The groups say the EPA has never set a national standard for water pollution from coking plants, the bulk of which are decades old.
Coking involves heating oil remaining from refining. Thermal cracking (i.e., distillation) leaves solid petroleum coke from separation in a process known as calcining. The result is an energy-dense petroleum product “green” coke, used in power plants and cement kilns, aluminum smelting, steel production, paint and plastics production, and other thermal-heavy industrial processes.
Petcoke is a revenue stream for some of the country’s biggest oil and gas companies. ExxonMobil, Chevron, Valero, Marathon, and Phillips 66 have coking plants. The petition says there are thirteen such coking plants across the country.
It also claims none of the plants limit discharges of vanadium or lead and that the EPA has no provisions for monitoring coke plant stormwater, which can wash pet-coke residues, such as ash and raw pet coke waste, into local watersheds.
For air emissions control, petcoke releases more CO2 per unit of energy than most types of coal. It can also contain higher levels of sulfur and nitrous oxide, both contributors to acid rain. The process also releases trace minerals in particulate matter.
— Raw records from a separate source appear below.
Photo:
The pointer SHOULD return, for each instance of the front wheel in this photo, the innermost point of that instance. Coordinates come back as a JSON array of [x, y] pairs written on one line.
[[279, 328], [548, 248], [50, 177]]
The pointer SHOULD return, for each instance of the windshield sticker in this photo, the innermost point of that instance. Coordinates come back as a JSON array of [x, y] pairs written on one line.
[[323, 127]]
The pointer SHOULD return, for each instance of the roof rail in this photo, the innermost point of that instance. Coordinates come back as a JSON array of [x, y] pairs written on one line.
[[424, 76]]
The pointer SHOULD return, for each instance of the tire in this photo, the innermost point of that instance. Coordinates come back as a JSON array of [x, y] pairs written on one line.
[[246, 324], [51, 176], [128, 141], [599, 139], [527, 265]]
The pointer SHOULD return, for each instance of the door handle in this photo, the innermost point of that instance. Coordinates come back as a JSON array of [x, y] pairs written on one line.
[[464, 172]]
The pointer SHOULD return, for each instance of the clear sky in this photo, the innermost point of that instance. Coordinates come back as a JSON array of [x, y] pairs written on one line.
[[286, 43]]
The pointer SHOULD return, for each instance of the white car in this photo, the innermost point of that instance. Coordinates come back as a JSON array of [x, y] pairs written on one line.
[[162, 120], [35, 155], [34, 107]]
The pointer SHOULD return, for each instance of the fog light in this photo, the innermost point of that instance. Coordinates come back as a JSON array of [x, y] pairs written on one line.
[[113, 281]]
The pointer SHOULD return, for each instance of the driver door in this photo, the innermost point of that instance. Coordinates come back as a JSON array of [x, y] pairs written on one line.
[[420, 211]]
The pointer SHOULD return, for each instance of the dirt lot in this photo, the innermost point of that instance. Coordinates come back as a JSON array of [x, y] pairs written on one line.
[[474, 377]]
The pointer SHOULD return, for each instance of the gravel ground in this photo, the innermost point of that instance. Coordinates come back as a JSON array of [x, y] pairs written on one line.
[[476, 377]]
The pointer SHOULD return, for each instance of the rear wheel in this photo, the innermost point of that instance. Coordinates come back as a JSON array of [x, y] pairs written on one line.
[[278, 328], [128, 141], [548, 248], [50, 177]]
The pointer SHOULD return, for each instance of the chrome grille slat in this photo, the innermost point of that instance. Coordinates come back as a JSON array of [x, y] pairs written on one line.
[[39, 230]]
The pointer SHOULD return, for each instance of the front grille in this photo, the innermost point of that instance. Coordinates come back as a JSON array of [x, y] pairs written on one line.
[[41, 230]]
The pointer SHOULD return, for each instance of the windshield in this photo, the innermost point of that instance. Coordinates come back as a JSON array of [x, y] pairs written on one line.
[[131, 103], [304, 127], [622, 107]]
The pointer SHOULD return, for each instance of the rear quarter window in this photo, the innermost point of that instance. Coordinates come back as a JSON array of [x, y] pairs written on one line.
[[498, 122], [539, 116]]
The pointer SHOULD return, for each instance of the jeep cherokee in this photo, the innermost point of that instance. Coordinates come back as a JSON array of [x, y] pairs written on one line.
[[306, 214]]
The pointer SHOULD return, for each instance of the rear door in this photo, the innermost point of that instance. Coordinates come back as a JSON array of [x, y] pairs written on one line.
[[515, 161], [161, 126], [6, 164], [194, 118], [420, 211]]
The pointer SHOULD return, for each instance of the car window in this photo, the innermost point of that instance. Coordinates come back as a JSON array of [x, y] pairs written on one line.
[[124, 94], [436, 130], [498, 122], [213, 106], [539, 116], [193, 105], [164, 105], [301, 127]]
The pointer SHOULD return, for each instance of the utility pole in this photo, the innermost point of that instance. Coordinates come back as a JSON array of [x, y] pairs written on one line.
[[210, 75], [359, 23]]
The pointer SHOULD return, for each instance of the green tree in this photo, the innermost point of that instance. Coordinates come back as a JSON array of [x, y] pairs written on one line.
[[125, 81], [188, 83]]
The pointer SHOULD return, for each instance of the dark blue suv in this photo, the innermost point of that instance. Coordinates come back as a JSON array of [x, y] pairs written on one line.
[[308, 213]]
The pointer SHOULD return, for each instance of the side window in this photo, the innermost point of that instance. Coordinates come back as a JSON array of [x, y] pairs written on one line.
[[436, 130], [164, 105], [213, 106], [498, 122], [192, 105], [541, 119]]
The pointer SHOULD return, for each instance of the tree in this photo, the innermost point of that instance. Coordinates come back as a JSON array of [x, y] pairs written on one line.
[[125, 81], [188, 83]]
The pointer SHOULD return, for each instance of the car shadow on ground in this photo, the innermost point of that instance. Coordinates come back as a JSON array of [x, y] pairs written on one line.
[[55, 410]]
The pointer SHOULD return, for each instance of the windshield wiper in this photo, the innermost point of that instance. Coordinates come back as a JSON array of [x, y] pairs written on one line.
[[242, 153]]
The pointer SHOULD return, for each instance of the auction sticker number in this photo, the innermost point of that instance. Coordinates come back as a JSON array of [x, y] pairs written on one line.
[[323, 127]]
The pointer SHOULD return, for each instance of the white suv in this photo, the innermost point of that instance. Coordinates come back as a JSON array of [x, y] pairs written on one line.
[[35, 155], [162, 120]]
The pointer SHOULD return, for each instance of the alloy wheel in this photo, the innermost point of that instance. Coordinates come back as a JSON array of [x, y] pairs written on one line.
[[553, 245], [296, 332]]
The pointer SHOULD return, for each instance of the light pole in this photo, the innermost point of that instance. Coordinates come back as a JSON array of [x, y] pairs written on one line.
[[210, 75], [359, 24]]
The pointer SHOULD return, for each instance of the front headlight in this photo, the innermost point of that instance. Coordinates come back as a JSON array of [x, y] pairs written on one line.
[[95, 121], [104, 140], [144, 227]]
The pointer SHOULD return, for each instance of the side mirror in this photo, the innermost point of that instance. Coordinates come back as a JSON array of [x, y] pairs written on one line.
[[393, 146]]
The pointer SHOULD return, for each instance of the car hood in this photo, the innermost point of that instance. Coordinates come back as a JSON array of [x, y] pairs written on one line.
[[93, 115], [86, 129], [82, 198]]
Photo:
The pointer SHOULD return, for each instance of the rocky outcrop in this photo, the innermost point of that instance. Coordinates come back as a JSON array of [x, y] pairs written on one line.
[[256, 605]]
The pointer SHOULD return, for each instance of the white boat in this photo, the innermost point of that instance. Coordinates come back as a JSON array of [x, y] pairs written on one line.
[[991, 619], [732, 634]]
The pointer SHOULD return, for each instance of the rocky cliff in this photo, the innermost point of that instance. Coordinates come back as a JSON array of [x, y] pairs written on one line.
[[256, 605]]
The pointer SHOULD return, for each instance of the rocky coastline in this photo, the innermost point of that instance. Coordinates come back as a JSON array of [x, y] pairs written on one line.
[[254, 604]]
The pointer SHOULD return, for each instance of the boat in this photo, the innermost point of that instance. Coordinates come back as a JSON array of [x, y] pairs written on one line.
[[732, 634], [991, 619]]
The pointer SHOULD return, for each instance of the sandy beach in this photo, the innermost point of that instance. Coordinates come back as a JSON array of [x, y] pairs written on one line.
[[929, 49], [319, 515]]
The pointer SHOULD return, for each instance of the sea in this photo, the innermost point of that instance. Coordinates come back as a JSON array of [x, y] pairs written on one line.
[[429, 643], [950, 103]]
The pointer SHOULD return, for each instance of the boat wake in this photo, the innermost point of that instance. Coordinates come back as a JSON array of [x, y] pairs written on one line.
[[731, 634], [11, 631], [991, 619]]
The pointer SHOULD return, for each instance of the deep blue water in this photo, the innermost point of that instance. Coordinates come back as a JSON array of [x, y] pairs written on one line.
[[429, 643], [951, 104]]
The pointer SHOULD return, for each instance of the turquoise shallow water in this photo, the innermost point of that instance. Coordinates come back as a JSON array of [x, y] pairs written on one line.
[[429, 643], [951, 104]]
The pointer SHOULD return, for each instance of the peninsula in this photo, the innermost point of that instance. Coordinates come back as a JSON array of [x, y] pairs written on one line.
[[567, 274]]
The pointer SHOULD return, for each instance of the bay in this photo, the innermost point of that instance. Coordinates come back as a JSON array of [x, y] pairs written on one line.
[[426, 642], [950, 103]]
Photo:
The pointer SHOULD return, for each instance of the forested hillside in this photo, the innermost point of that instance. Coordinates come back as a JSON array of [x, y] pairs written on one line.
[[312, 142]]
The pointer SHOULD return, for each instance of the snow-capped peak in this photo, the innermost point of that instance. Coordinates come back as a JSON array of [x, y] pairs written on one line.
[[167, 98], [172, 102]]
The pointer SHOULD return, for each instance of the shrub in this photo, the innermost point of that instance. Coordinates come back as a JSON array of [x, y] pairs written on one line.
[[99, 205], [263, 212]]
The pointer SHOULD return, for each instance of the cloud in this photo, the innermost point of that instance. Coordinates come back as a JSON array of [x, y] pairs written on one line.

There are several technologies to mitigate the environmental impacts of coking.
Treatments for wastewater include adding chemicals to form larger particles for easier capture. Likewise, hydrogen peroxide, UV light, or microorganisms can break down organic pollutants. Wastewater can also simply be absorbed by other materials to make it easier to dispose of.
For emissions, particulate matter from flue gases can be captured by charging the particles for electrostatic capture. Fabric filter bags capture larger particle sizes, and pet coke plants can use scrubbers like those commonly found at coal plants, which use liquid to wash down and capture sulfur particulate matter and acid gases. Nitrous oxide can be mitigated by injecting ammonia into the flue gas and passing it over a catalyst.
The petition, citing Section 304 of the Clean Water Act, says the EPA needs to categorize the plants as sources discharging toxic or nonconventional pollutants.